Check this out. Some of the military suppliers are buy huge volumes of carbon.

http://www.compositesworld.com/hpc/


----------



## Light Pink (Aug 2, 2002)

My wife just went through the same dilemma. After carfull study we realy preferred the Giant over the Specialized for a variety of reasons. We ordered it (OCR1) at the end of February and got it April 7th. The LBS we bought it at has had 3 OCR1’s (S,M, XL) 1 OCR 1 (M) and They have 1 OCR2 (M) sitting on the floor for sale. She has a couple rides on it she seams to like it but from my perspective she is riding significantly faster since she got the new bike and doesn’t realize it. I have heard similar things about carbon in limited supplies; Trek just stopped all employ purchases on carbon bikes because of the shortage.


----------



## End_User (Aug 1, 2004)

Light Pink said:


> My wife just went through the same dilemma. After carfull study we realy preferred the Giant over the Specialized for a variety of reasons. We ordered it (OCR1) at the end of February and got it April 7th. The LBS we bought it at has had 3 OCR1’s (S,M, XL) 1 OCR 1 (M) and They have 1 OCR2 (M) sitting on the floor for sale. She has a couple rides on it she seams to like it but from my perspective she is riding significantly faster since she got the new bike and doesn’t realize it. I have heard similar things about carbon in limited supplies; Trek just stopped all employ purchases on carbon bikes because of the shortage.

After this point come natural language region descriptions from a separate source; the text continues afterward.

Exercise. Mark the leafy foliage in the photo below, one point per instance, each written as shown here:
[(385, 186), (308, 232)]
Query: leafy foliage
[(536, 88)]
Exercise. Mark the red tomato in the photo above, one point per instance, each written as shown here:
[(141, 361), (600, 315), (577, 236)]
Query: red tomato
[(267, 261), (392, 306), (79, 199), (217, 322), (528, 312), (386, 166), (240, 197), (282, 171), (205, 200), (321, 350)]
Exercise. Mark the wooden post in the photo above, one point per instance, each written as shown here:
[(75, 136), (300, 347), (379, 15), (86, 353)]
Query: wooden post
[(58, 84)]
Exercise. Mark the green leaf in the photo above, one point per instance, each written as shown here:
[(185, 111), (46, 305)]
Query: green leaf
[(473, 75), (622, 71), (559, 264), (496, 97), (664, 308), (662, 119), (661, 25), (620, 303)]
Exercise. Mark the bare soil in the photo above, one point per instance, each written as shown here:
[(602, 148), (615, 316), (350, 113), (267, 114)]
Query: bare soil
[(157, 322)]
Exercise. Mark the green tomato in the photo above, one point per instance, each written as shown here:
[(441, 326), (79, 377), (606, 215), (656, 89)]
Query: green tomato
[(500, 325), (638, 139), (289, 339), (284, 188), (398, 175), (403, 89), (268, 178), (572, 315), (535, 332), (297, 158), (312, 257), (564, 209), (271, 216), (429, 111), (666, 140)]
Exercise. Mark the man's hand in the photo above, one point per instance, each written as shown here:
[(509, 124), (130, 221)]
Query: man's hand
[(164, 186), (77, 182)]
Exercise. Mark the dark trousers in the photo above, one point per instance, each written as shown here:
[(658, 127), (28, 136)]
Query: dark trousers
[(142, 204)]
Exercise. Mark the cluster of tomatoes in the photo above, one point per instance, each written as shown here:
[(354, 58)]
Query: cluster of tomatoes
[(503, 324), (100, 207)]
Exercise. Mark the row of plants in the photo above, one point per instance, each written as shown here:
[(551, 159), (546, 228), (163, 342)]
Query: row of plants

Where is this wonderful shop that has so many OCR Comp's?

-Thanks


----------



## skip0327 (Jan 3, 2005)

*Pilot tested....*

From my observation, there seems to be plenty of Treks available. I tested the Pilot 5.0 for about an hour and no doubt this is a nice bike that takes care of my sore hands and neck. However, I'm still holding out for a Giant. The Trek Pilot 5.0, Specialized Roubaix Elite and Giant OCR Composite 2 are comparable, but the Trek costs more than the others and is not spec'd as well. I don't know what Trek's justification is unless it's just the name.



Light Pink said:


> My wife just went through the same dilemma. After carfull study we realy preferred the Giant over the Specialized for a variety of reasons. We ordered it (OCR1) at the end of February and got it April 7th. The LBS we bought it at has had 3 OCR1’s (S,M, XL) 1 OCR 1 (M) and They have 1 OCR2 (M) sitting on the floor for sale. She has a couple rides on it she seams to like it but from my perspective she is riding significantly faster since she got the new bike and doesn’t realize it. I have heard similar things about carbon in limited supplies; Trek just stopped all employ purchases on carbon bikes because of the shortage.


----------



## End_User (Aug 1, 2004)

skip0327 said:


> From my observation, there seems to be plenty of Treks available. I tested the Pilot 5.0 for about an hour and no doubt this is a nice bike that takes care of my sore hands and neck. However, I'm still holding out for a Giant. The Trek Pilot 5.0, Specialized Roubaix Elite and Giant OCR Composite 2 are comparable, but the Trek costs more than the others and is not spec'd as well. I don't know what Trek's justification is unless it's just the name.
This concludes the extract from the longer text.